The Invisible Tax on Every Network Request
Every time your browser loads a page, your phone syncs data, or your backend calls an API, there is a delay. The request has to travel across cables, through routers, up into data centers, get processed, and come back. That delay is latency — and it is the single biggest factor determining whether your application feels fast or sluggish.
Latency is measured in milliseconds, but those milliseconds add up. A page that makes 40 requests to a server 150ms away spends six full seconds just waiting for data to travel back and forth — before your server even starts processing anything. For real-time applications like video calls, online games, or financial trading, every millisecond of latency directly impacts the user experience or the bottom line.
Unlike bandwidth, which you can throw money at to increase, latency is constrained by physics. Light in a fiber optic cable travels at roughly 200,000 kilometers per second — about two-thirds the speed of light in a vacuum. A round trip from New York to London (11,000 km) takes at least 55ms just for the signal to travel the cable, and that is the absolute theoretical minimum with zero processing overhead.

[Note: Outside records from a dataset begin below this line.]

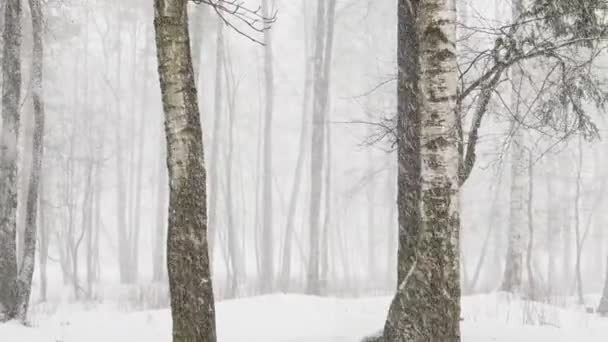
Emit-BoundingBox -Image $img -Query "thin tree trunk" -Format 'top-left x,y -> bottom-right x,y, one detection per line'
526,151 -> 537,300
154,0 -> 216,342
17,0 -> 45,321
38,176 -> 49,302
279,0 -> 312,291
0,0 -> 21,322
574,136 -> 585,305
152,135 -> 168,282
546,156 -> 559,295
224,54 -> 244,298
260,0 -> 274,293
500,0 -> 526,293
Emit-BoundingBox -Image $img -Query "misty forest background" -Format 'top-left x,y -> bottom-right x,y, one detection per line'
0,0 -> 608,326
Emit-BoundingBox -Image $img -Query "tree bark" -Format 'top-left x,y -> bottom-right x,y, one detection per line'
279,0 -> 312,291
17,0 -> 45,321
260,0 -> 274,293
0,0 -> 21,322
154,0 -> 216,342
384,0 -> 460,342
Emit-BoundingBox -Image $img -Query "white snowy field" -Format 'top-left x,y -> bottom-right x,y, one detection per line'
0,294 -> 608,342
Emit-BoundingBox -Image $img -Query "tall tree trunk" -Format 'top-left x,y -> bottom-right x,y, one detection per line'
0,0 -> 21,322
38,176 -> 50,302
154,0 -> 216,342
306,0 -> 326,295
279,0 -> 312,291
224,56 -> 244,298
129,35 -> 150,281
17,0 -> 44,321
546,156 -> 559,296
384,0 -> 460,341
526,151 -> 537,300
260,0 -> 274,293
320,0 -> 336,292
114,16 -> 130,284
306,0 -> 335,294
500,0 -> 527,293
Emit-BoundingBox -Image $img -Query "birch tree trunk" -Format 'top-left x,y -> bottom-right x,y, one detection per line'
152,132 -> 169,282
574,136 -> 585,305
306,0 -> 326,295
0,0 -> 21,322
154,0 -> 216,342
17,0 -> 44,321
384,0 -> 460,342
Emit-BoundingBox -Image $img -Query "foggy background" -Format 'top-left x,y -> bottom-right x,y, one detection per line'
8,0 -> 608,306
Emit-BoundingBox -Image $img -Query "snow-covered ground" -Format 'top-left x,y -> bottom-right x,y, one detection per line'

Latency vs Bandwidth — The Common Confusion
Latency and bandwidth are the two fundamental dimensions of network performance, but people conflate them constantly. When someone says their internet is "slow," they almost always mean low bandwidth — but the actual problem is often high latency.
Bandwidth is the capacity of the pipe. It measures how much data can flow through a connection per second, expressed in megabits per second (Mbps) or gigabits per second (Gbps). Think of bandwidth as the number of lanes on a highway. A six-lane highway can move more cars per hour than a two-lane road.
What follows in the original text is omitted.